My younger brother's best friend died my senior year of high school. He was 16.

It was the strangest thing. He didn't drink, he didn't smoke pot or do any other drugs. He didn't drive crazy (hell, he'd gotten his licence less than a year before). He didn't do any of the things that the after school specials tell you to avoid if you want to live.

He just played sports. And he loved them.

Joel was in baseball, basketball, soccer, and track. Strangely, it was track, the least potentially lethal sport of the three, that led to his death.

Joel was a pole vaulter. A somewhat dangerous event, but certainly not lethal. One day, at practice, he jumped, his head jerked at a weird angle, and then he fell just outside of the mats. Although everyone was worried, nobody considered it anything too outside of the normal events in a track setting. Then, one of his teammates noticed that he wasn't breathing.

Seth (a friend of mine's cousin) gave him CPR and held Joel's hand until the paramedics came, repeating over and over again, "It's gonna be ok, Joel ..."

He was wrong.

Joel was snapped into a coma in the middle of his jump, in midair.
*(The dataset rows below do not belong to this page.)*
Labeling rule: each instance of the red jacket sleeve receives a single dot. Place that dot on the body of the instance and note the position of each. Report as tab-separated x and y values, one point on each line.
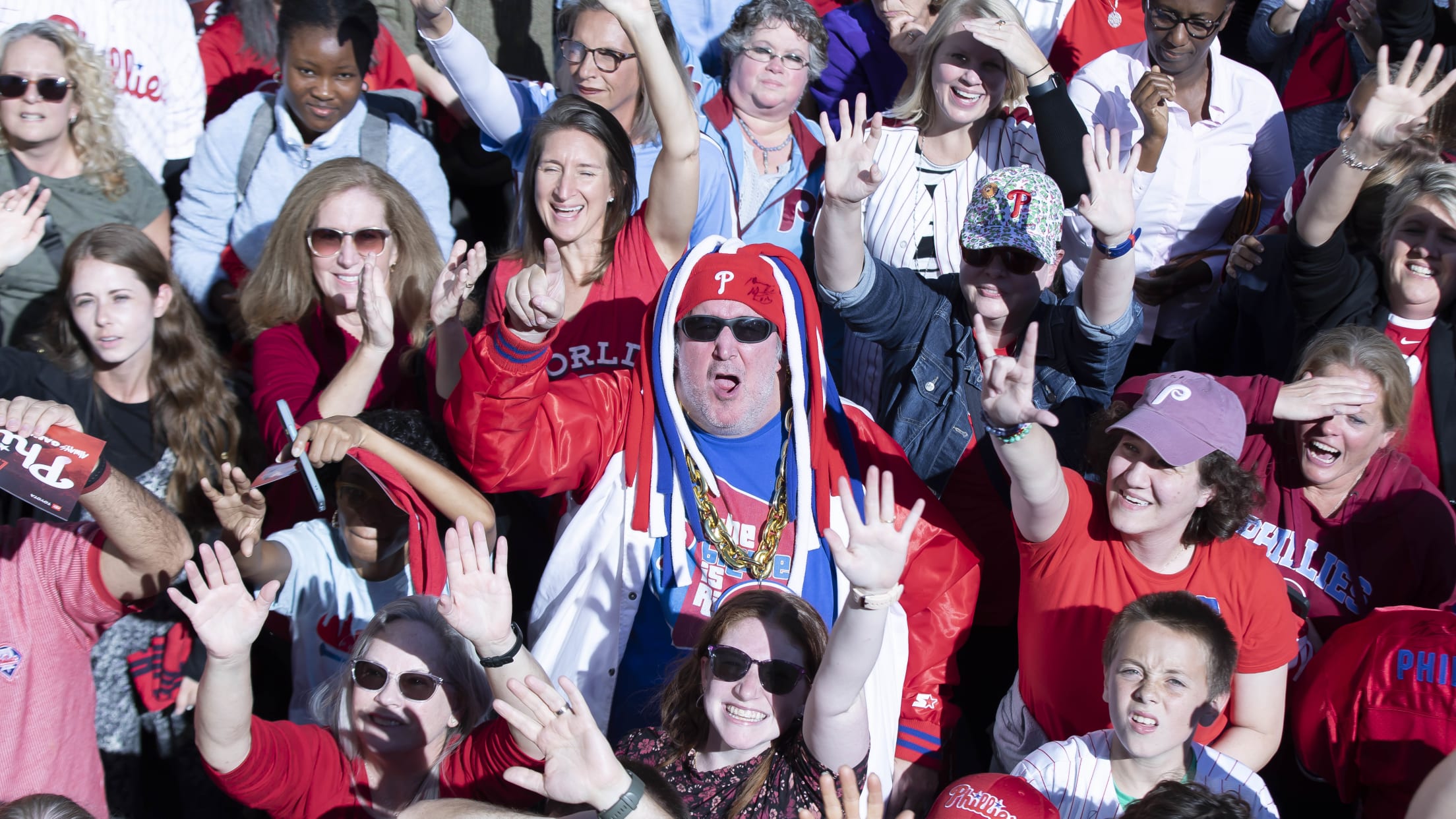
516	431
942	579
473	772
284	368
390	66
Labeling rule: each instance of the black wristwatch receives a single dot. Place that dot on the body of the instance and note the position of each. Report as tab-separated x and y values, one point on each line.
628	803
506	659
1050	85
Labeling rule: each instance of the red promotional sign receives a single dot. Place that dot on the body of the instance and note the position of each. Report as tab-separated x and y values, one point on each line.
48	470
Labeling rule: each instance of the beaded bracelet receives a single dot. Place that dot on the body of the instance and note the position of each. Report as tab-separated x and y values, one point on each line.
1120	250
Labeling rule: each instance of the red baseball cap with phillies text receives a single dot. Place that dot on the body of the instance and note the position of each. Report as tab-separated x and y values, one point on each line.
737	277
992	796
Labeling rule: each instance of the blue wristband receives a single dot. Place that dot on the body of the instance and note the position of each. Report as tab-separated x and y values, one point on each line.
1120	250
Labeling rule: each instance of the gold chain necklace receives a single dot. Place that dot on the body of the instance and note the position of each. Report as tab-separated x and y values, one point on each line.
760	561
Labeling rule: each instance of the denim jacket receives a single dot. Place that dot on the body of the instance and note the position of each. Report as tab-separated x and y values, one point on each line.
931	394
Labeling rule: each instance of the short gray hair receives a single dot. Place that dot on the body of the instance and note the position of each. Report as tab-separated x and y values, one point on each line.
1436	181
470	694
799	15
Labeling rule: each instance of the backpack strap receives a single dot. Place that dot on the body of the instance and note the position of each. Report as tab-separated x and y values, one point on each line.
258	135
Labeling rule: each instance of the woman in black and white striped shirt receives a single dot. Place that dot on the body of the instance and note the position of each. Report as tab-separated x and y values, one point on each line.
953	126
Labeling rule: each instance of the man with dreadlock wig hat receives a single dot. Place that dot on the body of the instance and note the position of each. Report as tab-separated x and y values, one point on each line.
717	460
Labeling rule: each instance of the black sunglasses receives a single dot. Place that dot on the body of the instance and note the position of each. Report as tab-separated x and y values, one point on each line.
51	89
747	330
414	685
1021	262
1199	28
776	677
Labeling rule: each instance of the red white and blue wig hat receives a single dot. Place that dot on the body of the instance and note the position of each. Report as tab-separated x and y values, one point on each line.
659	436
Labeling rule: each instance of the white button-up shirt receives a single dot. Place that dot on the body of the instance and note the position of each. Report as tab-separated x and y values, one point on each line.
1186	206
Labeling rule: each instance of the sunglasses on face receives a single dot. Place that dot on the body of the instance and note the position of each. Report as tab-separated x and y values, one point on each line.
1021	262
765	54
328	242
747	330
414	685
606	59
51	89
731	665
1165	19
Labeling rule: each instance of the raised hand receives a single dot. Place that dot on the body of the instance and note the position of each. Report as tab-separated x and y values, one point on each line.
1012	41
456	282
536	296
849	809
876	556
28	415
479	599
239	508
328	440
376	314
1397	109
1321	397
851	172
22	222
225	615
1006	384
580	764
1108	206
1151	98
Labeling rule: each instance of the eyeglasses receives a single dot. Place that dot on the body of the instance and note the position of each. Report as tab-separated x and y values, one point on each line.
776	677
1199	28
51	89
765	54
747	330
1017	261
414	685
606	59
328	242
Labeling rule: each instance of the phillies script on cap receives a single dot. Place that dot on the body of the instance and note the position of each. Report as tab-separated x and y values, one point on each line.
50	470
992	796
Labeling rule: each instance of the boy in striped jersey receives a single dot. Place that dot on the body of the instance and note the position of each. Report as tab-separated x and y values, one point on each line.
1168	667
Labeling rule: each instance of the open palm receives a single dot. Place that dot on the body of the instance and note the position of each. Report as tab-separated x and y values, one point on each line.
851	172
876	554
479	599
1108	206
1397	109
225	615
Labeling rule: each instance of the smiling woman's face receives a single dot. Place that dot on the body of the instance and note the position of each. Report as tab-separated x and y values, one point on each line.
320	80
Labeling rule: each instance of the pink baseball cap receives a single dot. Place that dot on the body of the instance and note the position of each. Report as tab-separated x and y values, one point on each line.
992	796
1186	415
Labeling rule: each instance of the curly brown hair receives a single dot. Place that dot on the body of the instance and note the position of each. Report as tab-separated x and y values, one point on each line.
683	719
1235	490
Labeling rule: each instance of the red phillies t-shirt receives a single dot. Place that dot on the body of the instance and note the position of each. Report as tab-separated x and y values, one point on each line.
1376	709
606	334
1418	443
299	773
53	609
1075	584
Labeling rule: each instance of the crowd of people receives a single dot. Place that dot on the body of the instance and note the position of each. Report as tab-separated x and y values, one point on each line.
762	408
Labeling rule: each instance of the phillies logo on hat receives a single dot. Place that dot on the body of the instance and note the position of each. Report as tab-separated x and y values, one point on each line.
9	662
1018	200
979	802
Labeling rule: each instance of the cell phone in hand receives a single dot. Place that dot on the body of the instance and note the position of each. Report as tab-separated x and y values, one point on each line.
307	468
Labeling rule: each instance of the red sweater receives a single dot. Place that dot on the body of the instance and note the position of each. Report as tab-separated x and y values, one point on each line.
300	773
1376	707
233	72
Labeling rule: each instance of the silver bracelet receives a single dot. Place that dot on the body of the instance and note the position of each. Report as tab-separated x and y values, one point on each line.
1349	158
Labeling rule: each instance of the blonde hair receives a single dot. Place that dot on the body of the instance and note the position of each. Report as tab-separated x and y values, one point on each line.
1368	350
916	106
94	133
283	292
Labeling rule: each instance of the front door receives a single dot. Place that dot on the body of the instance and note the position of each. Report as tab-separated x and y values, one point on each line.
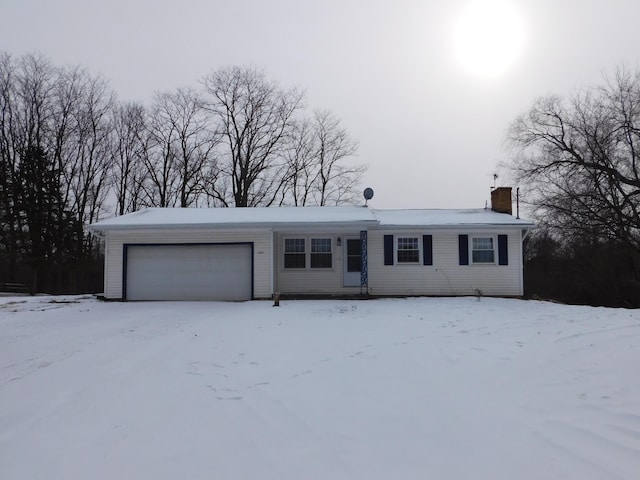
352	261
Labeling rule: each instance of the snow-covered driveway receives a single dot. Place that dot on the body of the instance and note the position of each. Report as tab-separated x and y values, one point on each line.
381	389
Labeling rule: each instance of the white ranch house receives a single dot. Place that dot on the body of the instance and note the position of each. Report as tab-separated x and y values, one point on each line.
254	253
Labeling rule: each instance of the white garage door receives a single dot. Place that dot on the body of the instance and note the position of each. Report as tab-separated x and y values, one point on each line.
188	272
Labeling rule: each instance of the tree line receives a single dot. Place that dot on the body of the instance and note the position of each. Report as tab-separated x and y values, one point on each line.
72	153
577	159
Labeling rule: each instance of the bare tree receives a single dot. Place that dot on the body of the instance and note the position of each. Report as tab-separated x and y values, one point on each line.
127	155
577	160
335	181
319	172
255	117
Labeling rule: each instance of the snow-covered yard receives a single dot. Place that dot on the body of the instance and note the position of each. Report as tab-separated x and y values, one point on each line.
381	389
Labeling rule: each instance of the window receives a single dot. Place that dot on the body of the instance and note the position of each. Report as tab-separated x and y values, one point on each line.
294	253
320	253
298	255
482	250
408	250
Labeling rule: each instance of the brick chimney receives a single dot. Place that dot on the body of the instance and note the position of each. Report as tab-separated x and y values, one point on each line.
501	200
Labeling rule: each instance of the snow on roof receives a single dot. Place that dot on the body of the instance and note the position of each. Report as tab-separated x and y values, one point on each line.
303	216
236	217
446	218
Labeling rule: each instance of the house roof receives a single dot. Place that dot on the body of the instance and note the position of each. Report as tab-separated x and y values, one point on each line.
281	217
446	218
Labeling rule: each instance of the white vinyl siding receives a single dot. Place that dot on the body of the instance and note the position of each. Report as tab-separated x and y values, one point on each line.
262	248
446	276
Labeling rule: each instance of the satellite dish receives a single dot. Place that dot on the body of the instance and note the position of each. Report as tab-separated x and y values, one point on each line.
368	194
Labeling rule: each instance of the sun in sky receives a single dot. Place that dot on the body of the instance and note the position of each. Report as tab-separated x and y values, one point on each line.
488	37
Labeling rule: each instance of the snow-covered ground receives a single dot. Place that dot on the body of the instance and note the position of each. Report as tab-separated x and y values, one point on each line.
381	389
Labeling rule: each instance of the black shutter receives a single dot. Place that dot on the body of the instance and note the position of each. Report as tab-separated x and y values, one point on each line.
503	251
427	250
463	249
388	249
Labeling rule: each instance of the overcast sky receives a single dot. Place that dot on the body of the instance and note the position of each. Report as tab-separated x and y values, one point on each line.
430	129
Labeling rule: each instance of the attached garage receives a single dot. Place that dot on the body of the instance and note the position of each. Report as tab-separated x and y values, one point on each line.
188	272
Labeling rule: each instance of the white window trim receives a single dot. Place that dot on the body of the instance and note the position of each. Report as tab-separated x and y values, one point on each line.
495	249
395	248
307	253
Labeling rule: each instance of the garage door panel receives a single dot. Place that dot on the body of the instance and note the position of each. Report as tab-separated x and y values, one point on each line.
189	272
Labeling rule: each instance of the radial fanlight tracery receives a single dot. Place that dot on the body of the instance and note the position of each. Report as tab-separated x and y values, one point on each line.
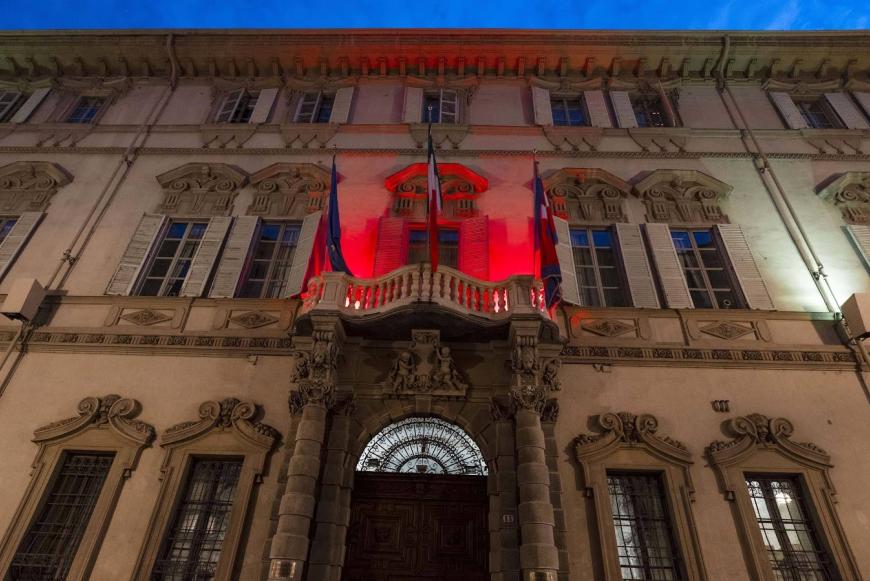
422	445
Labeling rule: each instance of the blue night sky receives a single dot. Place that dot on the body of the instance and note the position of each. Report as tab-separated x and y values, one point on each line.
652	14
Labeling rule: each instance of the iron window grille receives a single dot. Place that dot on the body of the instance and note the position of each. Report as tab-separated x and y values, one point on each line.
705	267
644	534
789	535
193	544
48	548
266	276
169	267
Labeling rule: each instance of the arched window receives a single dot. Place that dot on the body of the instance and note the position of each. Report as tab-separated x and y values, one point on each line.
425	446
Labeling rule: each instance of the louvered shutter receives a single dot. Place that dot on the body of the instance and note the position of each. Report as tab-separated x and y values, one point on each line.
17	237
413	108
668	267
641	286
789	111
30	105
206	255
136	254
565	254
599	116
847	111
228	107
541	106
623	109
474	247
745	267
860	236
235	253
265	101
391	249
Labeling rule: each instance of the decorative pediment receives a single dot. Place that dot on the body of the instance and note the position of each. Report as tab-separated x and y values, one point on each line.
201	189
289	189
27	186
682	196
460	188
851	193
593	195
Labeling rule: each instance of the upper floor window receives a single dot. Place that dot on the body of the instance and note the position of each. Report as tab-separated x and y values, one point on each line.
706	271
271	260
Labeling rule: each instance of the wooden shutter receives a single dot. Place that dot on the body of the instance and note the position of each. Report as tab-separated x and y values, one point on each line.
16	238
229	271
745	267
541	106
302	255
565	254
474	247
668	267
599	116
847	111
391	250
30	105
263	107
206	255
137	252
413	107
341	105
641	286
625	116
789	111
228	107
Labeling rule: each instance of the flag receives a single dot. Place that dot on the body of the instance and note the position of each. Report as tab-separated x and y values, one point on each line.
333	235
434	190
545	244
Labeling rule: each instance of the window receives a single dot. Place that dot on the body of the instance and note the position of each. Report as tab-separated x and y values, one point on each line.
315	107
569	111
194	541
271	260
441	106
169	267
644	536
598	275
704	265
789	536
49	547
86	109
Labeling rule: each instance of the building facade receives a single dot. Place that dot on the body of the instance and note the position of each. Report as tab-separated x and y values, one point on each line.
198	398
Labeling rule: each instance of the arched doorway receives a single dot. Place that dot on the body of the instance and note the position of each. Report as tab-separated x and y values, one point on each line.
419	507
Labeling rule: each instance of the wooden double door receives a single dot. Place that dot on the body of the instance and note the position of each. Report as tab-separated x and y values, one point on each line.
417	527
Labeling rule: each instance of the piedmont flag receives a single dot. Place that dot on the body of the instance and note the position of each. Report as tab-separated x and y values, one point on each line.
545	244
434	189
333	235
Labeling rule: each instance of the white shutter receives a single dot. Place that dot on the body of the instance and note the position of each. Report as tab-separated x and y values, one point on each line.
302	256
625	116
229	106
341	105
136	254
541	106
668	267
745	267
30	105
229	271
570	287
263	107
637	271
788	110
413	108
848	112
599	116
17	237
205	257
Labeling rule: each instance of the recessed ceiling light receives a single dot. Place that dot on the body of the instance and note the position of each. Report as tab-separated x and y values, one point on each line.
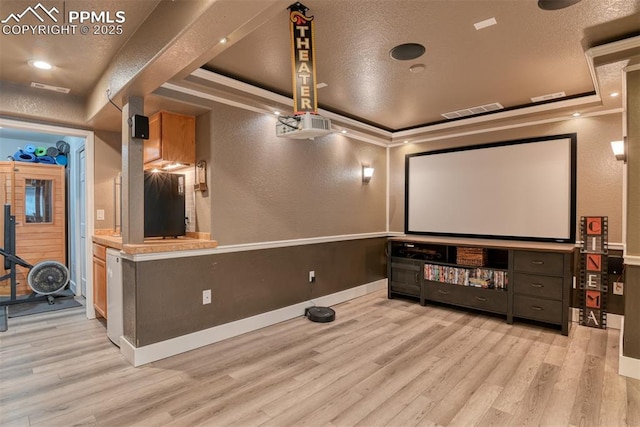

His neck snapped and his nervous system was so damaged that he was nothing more than a vegetable.

After three days of cerebral inactivity, Joel's mother had the life support pulled, saying that Joel never would have wanted to live that way. And she was right.

At Joel's funeral, an older woman, probably a member of his church, walked up to my brother, my stoic little brother who was so sad that he couldn't do anything but cry, and said, "It's ok, honey ... he's with God now."

My brother, a fairly religious person, looked up through his tears and glared at the woman. "What kind of fucking God would take one of the most wonderful people I know? What kind of God would let JOEL die?"

He stopped going to church that day.